Custom metric based on tensorflow's streaming metrics returns NaN

I think the problem may come from the fact that the streaming metrics you use within your metric_fn do not get any update.

Try the following (I also included minor modifications to my taste):

def metric_fn(predictions=None, labels=None, weights=None):
    P, update_op1 = tf.contrib.metrics.streaming_precision(predictions, labels)
    R, update_op2 = tf.contrib.metrics.streaming_recall(predictions, labels)
    eps = 1e-5;
    return (2*(P*R)/(P+R+eps), tf.group(update_op1, update_op2))

tf.learn.MetricSpec __init__ first argument is metric_fn.

The documentation says:

metric_fn: A function to use as a metric. See _adapt_metric_fn for rules on how predictions, labels, and weights are passed to this function. This must return either a single Tensor, which is interpreted as a value of this metric, or a pair (value_op, update_op), where value_op is the op to call to obtain the value of the metric, and update_op should be run for each batch to update internal state.

Since you want to use streaming operations in your metric_fn, you can't return a single Tensor but you have to take into account that the streaming operations have an inner state that has to be updated.
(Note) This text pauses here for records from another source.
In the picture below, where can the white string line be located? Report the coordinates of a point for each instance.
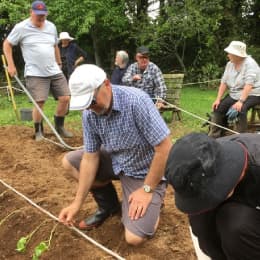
(200, 82)
(56, 219)
(13, 88)
(198, 117)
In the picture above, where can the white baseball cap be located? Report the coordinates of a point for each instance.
(237, 48)
(65, 36)
(83, 82)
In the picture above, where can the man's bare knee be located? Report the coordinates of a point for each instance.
(73, 172)
(133, 239)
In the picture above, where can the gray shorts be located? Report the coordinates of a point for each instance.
(39, 87)
(144, 226)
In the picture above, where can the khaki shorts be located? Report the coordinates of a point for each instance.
(39, 87)
(143, 227)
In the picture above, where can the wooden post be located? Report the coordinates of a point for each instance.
(174, 85)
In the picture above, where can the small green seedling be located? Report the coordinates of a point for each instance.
(43, 246)
(23, 241)
(8, 216)
(3, 194)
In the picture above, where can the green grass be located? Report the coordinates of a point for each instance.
(8, 115)
(193, 99)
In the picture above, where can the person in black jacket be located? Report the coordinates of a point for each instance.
(122, 63)
(71, 54)
(217, 183)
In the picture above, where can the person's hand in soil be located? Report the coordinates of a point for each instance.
(67, 214)
(139, 201)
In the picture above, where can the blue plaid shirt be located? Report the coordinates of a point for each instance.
(129, 133)
(152, 81)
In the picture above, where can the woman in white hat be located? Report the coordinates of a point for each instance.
(71, 54)
(242, 81)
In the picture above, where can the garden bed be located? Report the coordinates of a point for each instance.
(34, 169)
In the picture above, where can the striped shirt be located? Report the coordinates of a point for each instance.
(152, 81)
(129, 133)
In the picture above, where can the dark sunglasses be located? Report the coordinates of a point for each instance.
(94, 99)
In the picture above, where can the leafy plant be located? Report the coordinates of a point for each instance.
(23, 241)
(43, 246)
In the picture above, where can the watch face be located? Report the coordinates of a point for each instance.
(147, 188)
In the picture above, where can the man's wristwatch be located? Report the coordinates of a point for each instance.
(147, 188)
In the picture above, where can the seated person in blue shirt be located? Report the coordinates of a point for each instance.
(125, 138)
(122, 63)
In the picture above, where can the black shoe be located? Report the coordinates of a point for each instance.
(97, 218)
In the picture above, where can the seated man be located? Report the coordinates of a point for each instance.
(242, 81)
(217, 183)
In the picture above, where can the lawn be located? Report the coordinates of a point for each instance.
(193, 100)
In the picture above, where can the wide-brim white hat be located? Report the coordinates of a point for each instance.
(65, 36)
(83, 82)
(237, 48)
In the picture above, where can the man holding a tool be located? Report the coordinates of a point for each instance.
(39, 43)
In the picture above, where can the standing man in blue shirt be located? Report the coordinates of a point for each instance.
(39, 43)
(124, 138)
(146, 75)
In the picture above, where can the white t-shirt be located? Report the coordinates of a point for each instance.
(249, 73)
(37, 46)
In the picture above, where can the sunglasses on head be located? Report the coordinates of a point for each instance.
(94, 99)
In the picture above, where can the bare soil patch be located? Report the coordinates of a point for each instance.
(34, 169)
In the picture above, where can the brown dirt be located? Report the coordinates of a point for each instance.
(34, 169)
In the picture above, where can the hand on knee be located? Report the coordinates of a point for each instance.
(133, 239)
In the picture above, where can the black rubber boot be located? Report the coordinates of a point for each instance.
(38, 131)
(108, 205)
(59, 126)
(241, 125)
(216, 131)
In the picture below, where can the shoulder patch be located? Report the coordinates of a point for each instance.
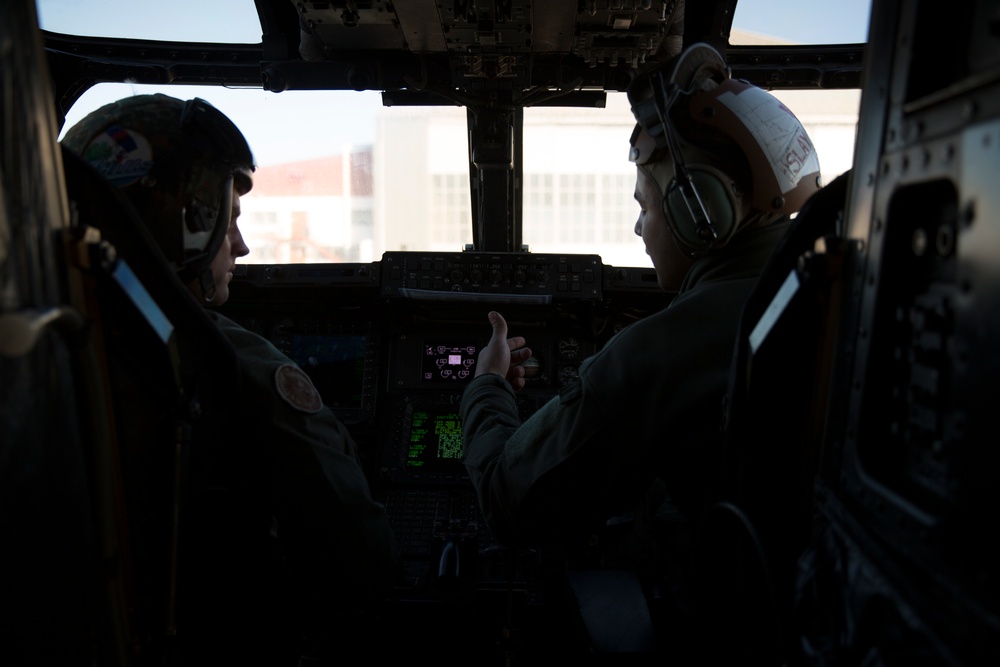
(297, 389)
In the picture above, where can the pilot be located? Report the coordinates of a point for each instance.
(184, 166)
(720, 166)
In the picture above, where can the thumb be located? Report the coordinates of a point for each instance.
(499, 325)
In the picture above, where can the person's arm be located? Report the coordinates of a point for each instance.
(565, 464)
(327, 517)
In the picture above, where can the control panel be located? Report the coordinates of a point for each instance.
(391, 346)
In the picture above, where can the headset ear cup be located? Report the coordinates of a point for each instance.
(718, 201)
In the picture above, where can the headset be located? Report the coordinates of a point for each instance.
(702, 203)
(699, 202)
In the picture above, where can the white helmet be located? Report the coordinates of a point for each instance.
(712, 144)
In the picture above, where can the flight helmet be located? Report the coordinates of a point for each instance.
(177, 162)
(725, 154)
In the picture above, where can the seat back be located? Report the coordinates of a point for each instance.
(748, 544)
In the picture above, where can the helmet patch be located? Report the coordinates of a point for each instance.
(778, 132)
(297, 389)
(121, 155)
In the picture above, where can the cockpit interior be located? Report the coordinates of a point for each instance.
(420, 163)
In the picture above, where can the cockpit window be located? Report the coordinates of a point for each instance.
(218, 21)
(798, 22)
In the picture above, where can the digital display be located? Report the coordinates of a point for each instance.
(448, 362)
(435, 438)
(336, 364)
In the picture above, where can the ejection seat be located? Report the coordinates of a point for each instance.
(188, 536)
(747, 544)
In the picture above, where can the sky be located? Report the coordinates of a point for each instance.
(349, 117)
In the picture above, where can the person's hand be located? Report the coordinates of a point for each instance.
(503, 356)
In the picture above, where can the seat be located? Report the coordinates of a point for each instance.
(748, 543)
(195, 553)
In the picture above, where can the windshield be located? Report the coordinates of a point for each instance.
(342, 178)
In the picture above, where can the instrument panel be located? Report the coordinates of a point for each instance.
(391, 346)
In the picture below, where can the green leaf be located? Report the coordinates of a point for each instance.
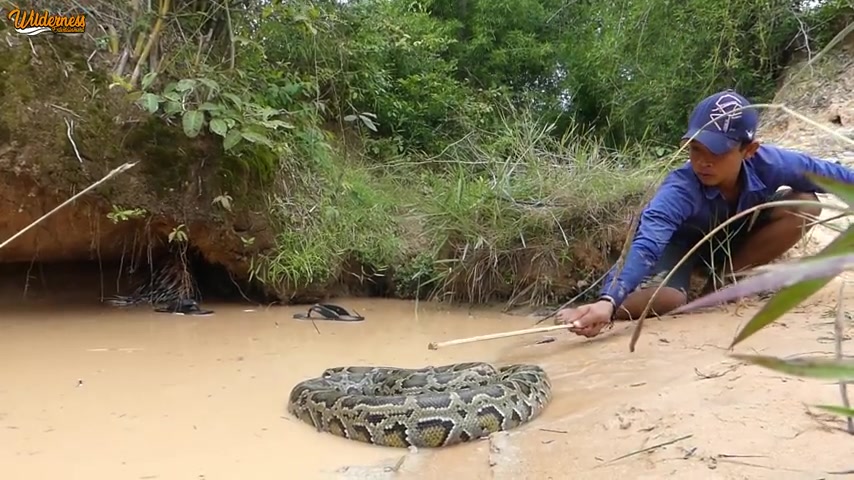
(838, 410)
(150, 102)
(844, 191)
(368, 123)
(192, 121)
(256, 137)
(232, 138)
(789, 297)
(185, 85)
(219, 127)
(210, 107)
(237, 101)
(811, 367)
(212, 85)
(274, 124)
(148, 79)
(173, 107)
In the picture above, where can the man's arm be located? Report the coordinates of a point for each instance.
(792, 165)
(665, 213)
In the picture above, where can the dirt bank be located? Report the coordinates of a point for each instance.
(63, 127)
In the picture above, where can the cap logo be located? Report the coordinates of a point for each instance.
(727, 108)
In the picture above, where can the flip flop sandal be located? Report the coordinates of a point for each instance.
(328, 311)
(184, 307)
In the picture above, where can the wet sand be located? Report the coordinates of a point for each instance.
(100, 393)
(93, 392)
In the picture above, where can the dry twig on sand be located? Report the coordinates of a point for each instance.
(839, 334)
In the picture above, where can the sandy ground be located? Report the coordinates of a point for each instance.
(90, 392)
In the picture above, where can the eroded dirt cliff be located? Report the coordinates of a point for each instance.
(63, 127)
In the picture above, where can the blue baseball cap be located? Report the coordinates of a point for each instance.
(729, 122)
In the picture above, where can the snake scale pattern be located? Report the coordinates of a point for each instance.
(427, 407)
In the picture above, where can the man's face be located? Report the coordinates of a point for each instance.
(713, 170)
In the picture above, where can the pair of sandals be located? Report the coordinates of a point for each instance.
(328, 311)
(185, 306)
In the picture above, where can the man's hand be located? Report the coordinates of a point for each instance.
(587, 320)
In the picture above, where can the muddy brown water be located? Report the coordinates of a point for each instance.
(94, 392)
(101, 393)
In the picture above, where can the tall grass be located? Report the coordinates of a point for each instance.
(515, 214)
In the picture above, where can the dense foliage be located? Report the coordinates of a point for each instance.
(490, 148)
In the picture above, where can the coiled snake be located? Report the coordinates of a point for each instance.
(427, 407)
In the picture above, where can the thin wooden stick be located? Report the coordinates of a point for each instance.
(493, 336)
(114, 172)
(839, 331)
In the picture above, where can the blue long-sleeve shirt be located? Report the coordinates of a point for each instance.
(685, 210)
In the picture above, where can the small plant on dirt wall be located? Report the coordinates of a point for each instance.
(120, 214)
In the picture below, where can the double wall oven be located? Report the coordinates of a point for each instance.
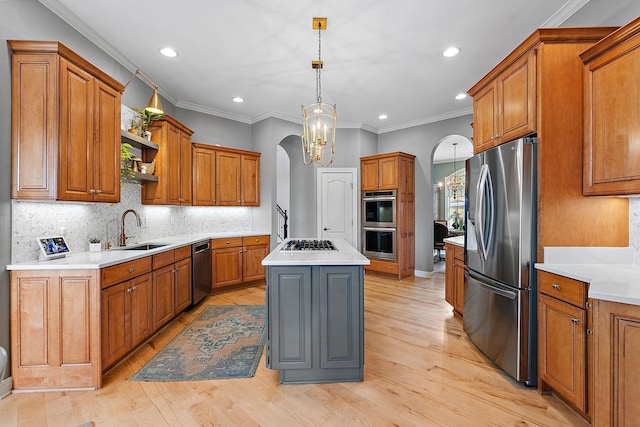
(379, 224)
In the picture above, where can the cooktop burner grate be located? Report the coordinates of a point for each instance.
(309, 245)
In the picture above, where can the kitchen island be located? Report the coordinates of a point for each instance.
(315, 311)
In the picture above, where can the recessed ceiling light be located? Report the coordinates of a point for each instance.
(451, 51)
(168, 52)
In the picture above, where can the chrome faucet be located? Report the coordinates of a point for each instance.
(123, 237)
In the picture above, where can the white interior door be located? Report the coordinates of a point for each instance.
(337, 204)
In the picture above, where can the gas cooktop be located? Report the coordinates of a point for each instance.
(308, 245)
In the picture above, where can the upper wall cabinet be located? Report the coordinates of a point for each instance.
(173, 164)
(505, 106)
(65, 126)
(225, 176)
(612, 114)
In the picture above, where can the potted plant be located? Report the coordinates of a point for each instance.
(145, 118)
(94, 244)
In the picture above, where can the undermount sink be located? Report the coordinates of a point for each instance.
(143, 247)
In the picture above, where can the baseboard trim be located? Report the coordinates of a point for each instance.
(420, 273)
(5, 387)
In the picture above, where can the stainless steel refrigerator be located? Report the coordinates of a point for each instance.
(500, 314)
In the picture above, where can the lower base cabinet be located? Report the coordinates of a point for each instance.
(454, 277)
(315, 323)
(616, 362)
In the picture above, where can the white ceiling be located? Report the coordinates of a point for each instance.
(379, 56)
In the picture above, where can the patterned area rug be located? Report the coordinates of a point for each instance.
(224, 341)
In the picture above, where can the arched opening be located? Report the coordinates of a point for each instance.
(448, 178)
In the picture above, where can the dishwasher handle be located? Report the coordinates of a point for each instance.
(201, 248)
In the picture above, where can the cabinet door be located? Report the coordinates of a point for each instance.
(172, 167)
(611, 111)
(517, 99)
(227, 266)
(562, 349)
(106, 146)
(184, 169)
(388, 173)
(34, 95)
(250, 180)
(485, 118)
(289, 318)
(163, 295)
(252, 268)
(369, 171)
(116, 333)
(141, 311)
(204, 177)
(75, 180)
(183, 284)
(341, 317)
(228, 179)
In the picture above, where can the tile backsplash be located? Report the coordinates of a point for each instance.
(79, 221)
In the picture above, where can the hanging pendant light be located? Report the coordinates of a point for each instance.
(318, 119)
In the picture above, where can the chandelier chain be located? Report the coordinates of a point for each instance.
(318, 80)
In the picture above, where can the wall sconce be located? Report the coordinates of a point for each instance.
(154, 105)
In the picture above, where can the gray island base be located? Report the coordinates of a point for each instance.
(315, 314)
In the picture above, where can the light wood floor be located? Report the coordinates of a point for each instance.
(420, 370)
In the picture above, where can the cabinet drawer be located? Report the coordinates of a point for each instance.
(565, 289)
(255, 240)
(125, 271)
(182, 253)
(458, 252)
(163, 258)
(226, 242)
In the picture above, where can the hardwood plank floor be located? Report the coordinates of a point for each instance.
(420, 370)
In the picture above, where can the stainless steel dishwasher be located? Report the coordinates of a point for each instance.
(201, 270)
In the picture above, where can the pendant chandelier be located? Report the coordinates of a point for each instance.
(455, 184)
(318, 119)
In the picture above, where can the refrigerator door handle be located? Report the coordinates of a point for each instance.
(492, 285)
(485, 212)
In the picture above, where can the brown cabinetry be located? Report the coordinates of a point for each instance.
(172, 164)
(612, 134)
(454, 277)
(238, 261)
(616, 361)
(550, 58)
(65, 126)
(55, 331)
(225, 176)
(562, 338)
(505, 105)
(394, 171)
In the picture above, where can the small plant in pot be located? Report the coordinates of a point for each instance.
(146, 117)
(94, 244)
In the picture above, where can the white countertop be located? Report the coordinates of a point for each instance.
(457, 240)
(610, 272)
(97, 260)
(345, 255)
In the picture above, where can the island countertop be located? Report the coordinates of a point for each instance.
(344, 255)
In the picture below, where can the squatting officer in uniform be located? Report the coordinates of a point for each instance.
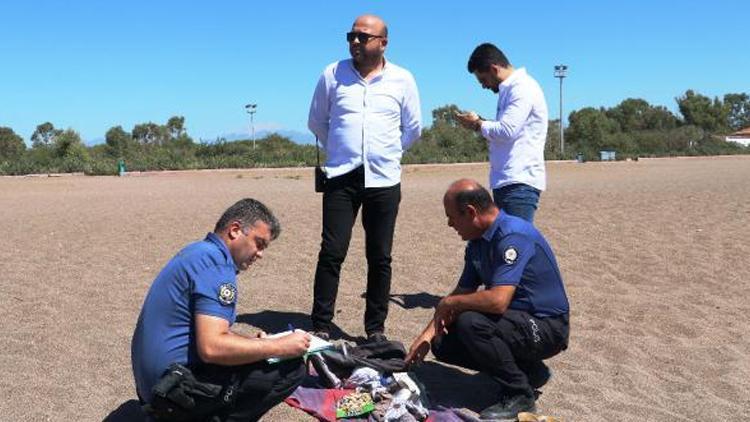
(186, 319)
(520, 317)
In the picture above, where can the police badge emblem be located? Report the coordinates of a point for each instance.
(227, 293)
(510, 255)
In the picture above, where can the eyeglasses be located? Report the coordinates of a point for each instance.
(362, 37)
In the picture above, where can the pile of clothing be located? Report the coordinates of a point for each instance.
(366, 382)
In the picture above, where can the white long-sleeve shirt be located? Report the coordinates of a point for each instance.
(368, 123)
(517, 136)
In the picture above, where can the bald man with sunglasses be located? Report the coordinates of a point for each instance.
(365, 112)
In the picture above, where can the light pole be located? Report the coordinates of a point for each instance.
(251, 109)
(561, 71)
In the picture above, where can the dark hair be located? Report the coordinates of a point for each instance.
(249, 211)
(484, 56)
(477, 196)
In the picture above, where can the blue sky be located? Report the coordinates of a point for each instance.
(91, 65)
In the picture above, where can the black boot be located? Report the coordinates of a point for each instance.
(537, 372)
(509, 408)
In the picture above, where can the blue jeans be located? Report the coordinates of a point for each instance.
(517, 199)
Thus, the first part of your metric_fn should be:

def metric_fn(predictions=[], labels=[], weights=[]):
    P, update_precision = tf.contrib.metrics.streaming_precision(predictions, labels)
    R, update_recall = tf.contrib.metrics.streaming_recall(predictions, labels)

Then, if you want to return 0 when a condition is met you can't use python if statement (that's not computed insede the tensorflow graph) but you have to use tf.cond (computation inside the graph).

Moreover, you want to check the value of P and R only after the update operation (otherwise the first value is undefined or nan).

To force the evaluation of tf.cond after the P and R update, you can use tf.control_dependencies

def metric_fn(predictions=[], labels=[], weights=[]):
    P, update_precision = tf.contrib.metrics.streaming_precision(predictions, labels)
    R, update_recall = tf.contrib.metrics.streaming_recall(predictions, labels)

    with tf.control_dependencies([P, update_precision, R, update_recall]):
        score = tf.cond(tf.equal(P + R, 0.), lambda: 0, lambda: 2*(P*R)/(P+R))
    return score, tf.group(update_precision, update_recall)